The dog days of summer began to weigh on the guys. Even though they had honed the show and pretty much perfected it to a nicety, it wasn't getting easier to perform. They were now at the point where it was becoming a chore. They were doing one and sometimes two shows a day, with a day off scheduled only once every 5 or 6 days. Even for Micky and Davy, who both had theater experience, it was grueling because there was no supporting cast to prop them up. It was just them and Peter, prancing about the stage and holding the spotlight for the entire hour long show. They were exhausted. But being the consummate professionals they were, the audience never realized their sense of fatigue and tedium and always left with lots of smiles, happy memories and souvenirs. It was with great relief that the guys limped home towards California on the last day of August, to play two shows in Santa Clara, just south of San Francisco, and then even closer to home to southern California to play a show in Costa Mesa. For the first time in three months they were all able to sleep in their own beds after the concert.

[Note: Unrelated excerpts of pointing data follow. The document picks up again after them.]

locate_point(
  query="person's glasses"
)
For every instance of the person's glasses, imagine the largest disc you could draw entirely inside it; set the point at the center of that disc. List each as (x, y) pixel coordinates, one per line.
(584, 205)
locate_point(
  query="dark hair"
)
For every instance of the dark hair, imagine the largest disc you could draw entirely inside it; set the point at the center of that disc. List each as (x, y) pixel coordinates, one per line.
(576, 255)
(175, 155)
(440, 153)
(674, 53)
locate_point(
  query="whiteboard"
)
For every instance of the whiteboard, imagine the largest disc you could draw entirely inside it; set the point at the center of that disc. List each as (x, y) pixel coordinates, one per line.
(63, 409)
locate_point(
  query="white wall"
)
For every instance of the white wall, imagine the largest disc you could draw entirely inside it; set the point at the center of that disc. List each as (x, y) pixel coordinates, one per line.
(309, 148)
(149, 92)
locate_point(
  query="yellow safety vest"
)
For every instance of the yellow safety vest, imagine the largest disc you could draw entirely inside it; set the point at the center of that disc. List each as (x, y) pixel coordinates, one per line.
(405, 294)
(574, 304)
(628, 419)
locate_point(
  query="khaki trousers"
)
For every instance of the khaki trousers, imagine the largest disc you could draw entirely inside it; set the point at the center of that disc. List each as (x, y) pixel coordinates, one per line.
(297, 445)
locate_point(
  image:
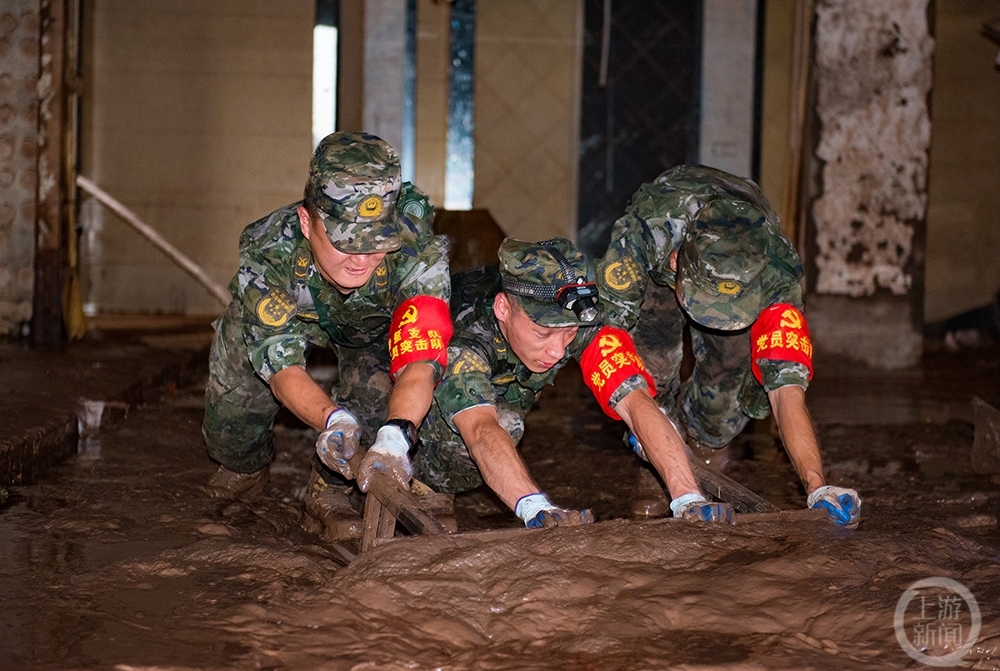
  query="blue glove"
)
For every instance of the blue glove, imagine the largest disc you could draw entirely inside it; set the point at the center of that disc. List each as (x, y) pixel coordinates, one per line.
(339, 442)
(537, 511)
(389, 454)
(697, 507)
(842, 505)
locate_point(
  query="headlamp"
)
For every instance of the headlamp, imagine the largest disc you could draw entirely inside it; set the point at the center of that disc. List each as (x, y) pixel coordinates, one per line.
(581, 298)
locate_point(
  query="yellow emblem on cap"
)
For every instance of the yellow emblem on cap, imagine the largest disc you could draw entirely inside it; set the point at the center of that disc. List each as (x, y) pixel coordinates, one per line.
(729, 287)
(275, 308)
(370, 207)
(469, 362)
(620, 275)
(608, 344)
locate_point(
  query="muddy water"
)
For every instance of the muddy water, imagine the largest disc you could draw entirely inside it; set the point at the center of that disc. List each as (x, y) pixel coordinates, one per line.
(117, 560)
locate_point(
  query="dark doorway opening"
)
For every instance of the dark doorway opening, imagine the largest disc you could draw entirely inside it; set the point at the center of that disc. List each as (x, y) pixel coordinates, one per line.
(640, 106)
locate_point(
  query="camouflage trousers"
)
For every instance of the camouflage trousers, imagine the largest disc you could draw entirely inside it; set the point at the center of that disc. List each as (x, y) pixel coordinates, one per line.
(443, 461)
(240, 408)
(722, 395)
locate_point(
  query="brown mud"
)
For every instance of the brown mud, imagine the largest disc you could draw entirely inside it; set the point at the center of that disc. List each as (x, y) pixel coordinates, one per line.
(118, 560)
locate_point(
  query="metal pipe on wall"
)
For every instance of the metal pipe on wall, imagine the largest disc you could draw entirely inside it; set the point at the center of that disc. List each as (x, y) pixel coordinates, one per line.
(150, 234)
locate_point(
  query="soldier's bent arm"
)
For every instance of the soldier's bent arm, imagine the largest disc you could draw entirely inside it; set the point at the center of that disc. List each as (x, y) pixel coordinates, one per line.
(495, 454)
(663, 445)
(295, 390)
(412, 392)
(788, 403)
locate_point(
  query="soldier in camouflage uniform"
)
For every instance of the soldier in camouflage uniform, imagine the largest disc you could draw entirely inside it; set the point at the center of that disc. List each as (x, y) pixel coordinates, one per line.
(701, 247)
(333, 270)
(515, 327)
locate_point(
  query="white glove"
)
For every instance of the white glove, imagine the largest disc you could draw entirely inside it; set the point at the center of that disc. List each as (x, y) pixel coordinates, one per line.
(390, 455)
(842, 505)
(537, 511)
(339, 442)
(697, 507)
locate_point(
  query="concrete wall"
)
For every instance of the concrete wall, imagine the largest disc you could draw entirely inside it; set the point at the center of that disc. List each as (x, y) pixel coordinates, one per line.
(776, 105)
(526, 115)
(963, 215)
(727, 91)
(873, 75)
(431, 107)
(19, 70)
(198, 118)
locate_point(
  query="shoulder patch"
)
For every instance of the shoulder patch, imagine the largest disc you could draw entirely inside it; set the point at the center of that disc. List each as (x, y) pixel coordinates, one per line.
(300, 268)
(468, 363)
(275, 308)
(620, 275)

Their restoration to a sense of equilibrium and sanity was extremely short-lived, however. In fact, it lasted not even twelve hours. By the next afternoon, they were rushing to the Universal Amphitheater, located in the Universal City section of Los Angeles, where MTV was hosting the MTV Video Music Awards; they needed to do a quick run-through for the evening's performance. Then as soon as that was done they immediately had to dash to the Greek Theatre over an hour away in the Hollywood Hills near where Micky and Peter lived for a sound check for their evening Monkees concert, the first of a three-night gig at that venue. It was pure madness and they weren't sure they would be able to fit it all in. Micky longed for his Star Trek transporter beam as they fought their way through L.A.'s notoriously heavy traffic, and he babbled about his favorite episodes of the T.V. show to try to distract Davy from fixating on his watch. Peter was in his meditation zone while Wendy was trying out the newfangled mobile phone that their limo was equipped with to alert the MTV coordinators of their time crunch predicament and their ETA.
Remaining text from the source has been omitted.